Diametrically Opposed Foes

by UniverseOnHerShoulders



Category: Doctor Who (2005)
Genre: Alcohol, F/M, Fluff and Humor, Pining, Post-Episode: s09e12 Hell Bent, Reunions, Sexual Humor, whouffaldi
Language: English
Status: Completed
Published: 2017-02-10
Updated: 2017-02-10
Packaged: 2018-09-23 07:39:17
Rating: Teen And Up Audiences
Warnings: No Archive Warnings Apply
Chapters: 1
Words: 3,395
Publisher: archiveofourown.org
Story URL: https://archiveofourown.org/works/9646685
Author URL: https://archiveofourown.org/users/UniverseOnHerShoulders/pseuds/UniverseOnHerShoulders
Summary: An insane Time Lady, an archaeologist, and a time-looped English teacher walk into a bar.
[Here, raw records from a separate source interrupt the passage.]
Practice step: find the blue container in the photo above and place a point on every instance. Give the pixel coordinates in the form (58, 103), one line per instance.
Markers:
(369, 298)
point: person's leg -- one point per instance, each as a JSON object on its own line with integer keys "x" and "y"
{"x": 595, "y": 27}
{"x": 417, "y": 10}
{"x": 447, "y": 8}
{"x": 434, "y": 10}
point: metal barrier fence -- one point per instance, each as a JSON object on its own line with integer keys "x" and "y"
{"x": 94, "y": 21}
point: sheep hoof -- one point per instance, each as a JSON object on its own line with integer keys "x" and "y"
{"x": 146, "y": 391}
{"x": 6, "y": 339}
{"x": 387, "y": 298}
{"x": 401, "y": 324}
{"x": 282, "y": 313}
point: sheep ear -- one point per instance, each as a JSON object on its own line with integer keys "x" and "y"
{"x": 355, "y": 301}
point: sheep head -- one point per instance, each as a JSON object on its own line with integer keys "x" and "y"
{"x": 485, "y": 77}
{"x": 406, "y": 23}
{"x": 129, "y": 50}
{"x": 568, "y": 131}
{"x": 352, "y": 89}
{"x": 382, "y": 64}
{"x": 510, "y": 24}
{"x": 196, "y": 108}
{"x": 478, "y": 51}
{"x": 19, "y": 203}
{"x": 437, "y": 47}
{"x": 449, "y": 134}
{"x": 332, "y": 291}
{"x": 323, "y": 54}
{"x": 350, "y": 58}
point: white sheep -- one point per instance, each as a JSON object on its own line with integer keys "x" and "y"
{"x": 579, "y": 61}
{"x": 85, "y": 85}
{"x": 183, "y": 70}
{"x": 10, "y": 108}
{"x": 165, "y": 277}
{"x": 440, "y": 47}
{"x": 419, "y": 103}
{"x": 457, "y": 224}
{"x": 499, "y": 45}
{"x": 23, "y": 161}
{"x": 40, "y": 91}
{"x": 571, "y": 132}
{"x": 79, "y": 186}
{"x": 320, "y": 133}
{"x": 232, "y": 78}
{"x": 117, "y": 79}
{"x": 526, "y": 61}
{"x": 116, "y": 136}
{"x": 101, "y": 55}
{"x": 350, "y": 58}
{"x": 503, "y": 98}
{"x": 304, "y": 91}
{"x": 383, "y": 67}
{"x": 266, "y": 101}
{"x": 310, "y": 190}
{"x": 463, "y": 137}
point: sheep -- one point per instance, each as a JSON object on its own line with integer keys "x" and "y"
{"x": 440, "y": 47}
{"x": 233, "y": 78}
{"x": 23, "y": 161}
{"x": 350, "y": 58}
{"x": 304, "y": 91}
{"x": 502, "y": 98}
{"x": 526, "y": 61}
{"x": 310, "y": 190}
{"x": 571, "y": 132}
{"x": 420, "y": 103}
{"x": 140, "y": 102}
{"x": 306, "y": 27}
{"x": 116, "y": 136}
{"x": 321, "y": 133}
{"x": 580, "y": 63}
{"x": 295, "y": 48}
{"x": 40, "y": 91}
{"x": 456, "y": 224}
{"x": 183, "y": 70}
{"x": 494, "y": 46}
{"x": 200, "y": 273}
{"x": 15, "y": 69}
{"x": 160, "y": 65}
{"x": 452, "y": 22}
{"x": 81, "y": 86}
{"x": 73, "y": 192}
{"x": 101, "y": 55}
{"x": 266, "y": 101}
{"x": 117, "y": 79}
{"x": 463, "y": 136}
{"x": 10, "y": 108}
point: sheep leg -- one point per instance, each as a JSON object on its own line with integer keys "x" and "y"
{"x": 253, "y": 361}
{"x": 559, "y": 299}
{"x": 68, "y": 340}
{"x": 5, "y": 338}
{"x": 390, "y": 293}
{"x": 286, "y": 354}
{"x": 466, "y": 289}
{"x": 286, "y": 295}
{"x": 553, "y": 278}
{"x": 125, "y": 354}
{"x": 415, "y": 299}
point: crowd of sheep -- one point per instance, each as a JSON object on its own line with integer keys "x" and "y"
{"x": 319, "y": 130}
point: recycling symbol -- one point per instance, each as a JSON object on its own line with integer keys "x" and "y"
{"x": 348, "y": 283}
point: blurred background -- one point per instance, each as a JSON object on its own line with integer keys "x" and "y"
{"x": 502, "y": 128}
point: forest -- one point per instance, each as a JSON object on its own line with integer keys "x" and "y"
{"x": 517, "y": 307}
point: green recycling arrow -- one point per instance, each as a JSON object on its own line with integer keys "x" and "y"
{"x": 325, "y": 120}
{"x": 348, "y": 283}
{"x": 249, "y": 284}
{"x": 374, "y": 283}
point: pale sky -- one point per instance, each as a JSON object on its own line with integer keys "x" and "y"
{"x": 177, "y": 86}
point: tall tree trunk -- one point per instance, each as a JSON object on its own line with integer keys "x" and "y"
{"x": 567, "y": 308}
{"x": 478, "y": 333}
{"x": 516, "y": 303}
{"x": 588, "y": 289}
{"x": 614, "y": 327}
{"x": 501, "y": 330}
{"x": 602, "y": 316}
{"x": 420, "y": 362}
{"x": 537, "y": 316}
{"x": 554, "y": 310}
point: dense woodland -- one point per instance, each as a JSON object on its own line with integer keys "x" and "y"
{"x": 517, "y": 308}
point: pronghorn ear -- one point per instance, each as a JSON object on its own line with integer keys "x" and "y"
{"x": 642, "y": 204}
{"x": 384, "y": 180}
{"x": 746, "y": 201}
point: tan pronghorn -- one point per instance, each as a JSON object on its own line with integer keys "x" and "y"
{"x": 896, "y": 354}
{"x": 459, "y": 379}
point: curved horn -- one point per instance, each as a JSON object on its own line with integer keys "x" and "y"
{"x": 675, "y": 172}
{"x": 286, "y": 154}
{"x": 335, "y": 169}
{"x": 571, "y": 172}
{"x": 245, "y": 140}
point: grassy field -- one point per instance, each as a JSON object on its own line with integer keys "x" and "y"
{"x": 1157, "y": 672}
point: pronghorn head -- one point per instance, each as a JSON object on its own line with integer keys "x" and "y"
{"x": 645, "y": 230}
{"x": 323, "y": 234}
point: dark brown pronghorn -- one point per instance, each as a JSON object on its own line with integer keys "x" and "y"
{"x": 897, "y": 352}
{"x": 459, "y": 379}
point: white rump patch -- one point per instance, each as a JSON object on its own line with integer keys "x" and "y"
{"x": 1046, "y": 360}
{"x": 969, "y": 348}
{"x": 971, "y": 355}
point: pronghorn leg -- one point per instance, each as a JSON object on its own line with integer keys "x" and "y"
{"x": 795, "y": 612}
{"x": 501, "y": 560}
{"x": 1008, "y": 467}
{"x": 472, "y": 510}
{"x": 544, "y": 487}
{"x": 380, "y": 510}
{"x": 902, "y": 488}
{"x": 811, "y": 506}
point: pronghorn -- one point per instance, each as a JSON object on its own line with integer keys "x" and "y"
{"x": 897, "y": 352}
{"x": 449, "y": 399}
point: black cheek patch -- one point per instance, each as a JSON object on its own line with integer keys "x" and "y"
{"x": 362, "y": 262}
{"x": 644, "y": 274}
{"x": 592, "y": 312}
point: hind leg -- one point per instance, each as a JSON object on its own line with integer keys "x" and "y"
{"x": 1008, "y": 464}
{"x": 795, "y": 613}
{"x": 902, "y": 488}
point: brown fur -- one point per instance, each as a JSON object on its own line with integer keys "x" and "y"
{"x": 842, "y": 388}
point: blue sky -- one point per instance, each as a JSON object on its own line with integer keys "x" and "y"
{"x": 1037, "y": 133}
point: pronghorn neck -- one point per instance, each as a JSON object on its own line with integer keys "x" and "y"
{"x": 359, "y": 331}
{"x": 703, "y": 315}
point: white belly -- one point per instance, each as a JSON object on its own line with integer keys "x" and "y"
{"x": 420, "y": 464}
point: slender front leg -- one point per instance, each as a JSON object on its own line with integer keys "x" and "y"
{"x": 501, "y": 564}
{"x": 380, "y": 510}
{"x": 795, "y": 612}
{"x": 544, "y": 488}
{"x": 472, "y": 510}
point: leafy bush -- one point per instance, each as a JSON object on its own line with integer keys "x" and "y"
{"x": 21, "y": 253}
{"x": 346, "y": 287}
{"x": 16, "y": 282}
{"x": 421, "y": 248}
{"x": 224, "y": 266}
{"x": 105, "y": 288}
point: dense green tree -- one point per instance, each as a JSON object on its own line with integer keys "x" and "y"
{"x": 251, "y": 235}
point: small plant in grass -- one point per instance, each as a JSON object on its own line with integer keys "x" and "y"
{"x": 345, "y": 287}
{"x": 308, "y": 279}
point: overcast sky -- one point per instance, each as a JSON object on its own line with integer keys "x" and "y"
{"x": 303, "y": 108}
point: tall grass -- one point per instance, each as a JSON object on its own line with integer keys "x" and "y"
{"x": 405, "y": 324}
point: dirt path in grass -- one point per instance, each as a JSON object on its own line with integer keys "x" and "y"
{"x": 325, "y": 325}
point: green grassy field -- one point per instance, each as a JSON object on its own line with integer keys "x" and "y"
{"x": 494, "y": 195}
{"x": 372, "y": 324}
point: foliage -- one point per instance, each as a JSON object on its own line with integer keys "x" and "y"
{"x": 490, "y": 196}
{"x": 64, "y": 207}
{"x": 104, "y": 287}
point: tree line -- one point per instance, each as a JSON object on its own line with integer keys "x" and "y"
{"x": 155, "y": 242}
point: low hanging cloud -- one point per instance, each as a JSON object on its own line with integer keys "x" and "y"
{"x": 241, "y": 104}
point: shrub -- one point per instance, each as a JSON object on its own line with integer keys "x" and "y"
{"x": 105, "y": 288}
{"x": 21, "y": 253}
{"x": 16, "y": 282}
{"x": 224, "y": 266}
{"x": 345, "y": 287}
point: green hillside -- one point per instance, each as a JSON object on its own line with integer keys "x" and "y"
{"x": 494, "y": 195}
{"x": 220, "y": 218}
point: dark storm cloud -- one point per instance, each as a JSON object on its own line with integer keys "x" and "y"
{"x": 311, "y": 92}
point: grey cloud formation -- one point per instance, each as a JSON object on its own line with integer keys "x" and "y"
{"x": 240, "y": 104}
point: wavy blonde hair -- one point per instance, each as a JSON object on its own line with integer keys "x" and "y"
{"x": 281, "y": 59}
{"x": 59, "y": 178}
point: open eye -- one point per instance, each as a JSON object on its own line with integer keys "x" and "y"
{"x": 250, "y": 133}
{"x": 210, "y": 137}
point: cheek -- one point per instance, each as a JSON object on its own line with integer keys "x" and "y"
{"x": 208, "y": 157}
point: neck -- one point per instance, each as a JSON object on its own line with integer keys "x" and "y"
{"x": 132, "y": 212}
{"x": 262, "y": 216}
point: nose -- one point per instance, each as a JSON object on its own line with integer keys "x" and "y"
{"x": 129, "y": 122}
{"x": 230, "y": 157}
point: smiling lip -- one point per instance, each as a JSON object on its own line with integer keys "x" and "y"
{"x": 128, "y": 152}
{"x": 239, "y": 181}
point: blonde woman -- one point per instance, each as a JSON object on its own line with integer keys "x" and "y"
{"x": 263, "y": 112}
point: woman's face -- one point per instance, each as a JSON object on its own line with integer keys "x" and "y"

Time progresses in a disappointingly linear fashion, and an absent Scottish Time Lord is discussed with varying degrees of fondness.





	

**Author's Note:**

> Slight deviation from my usual posting schedule this week, as I won't have access to a laptop tomorrow, but I figured no one would mind! This is a silly fluffy fic based on [this post](http://pcap-recap.tumblr.com/post/134924335730/dreameater1988-headcanon-clara-missy-and).
> 
> Fic title is from "The Room Where It Happens" from Hamilton.

Clara sank into the leather-upholstered booth with a sigh, surreptitiously checking her watch as she did so and wondering whether her timekeeping was still up to scratch. It had been such a while since she’d needed to be on time for anything, and even longer since she’d last rendezvoused with today’s companions. If “companions” was even the right word to use – she was sure that Missy would object to the term for reasons of speciesism or something similar, and she made a mental note to reclassify themselves before their next meeting. 

“Don’t worry pet,” came a Scottish voice from the shadows, and Clara suppressed a groan as she watched Missy slide into the light with a maddening smirk on her face. “You’re not late.” 

“River is,” Clara countered, pointedly adjusting the holster tucked neatly under her left arm while affixing the Time Lady with a look that she hoped served as an adequate threat. “ _Again_.” 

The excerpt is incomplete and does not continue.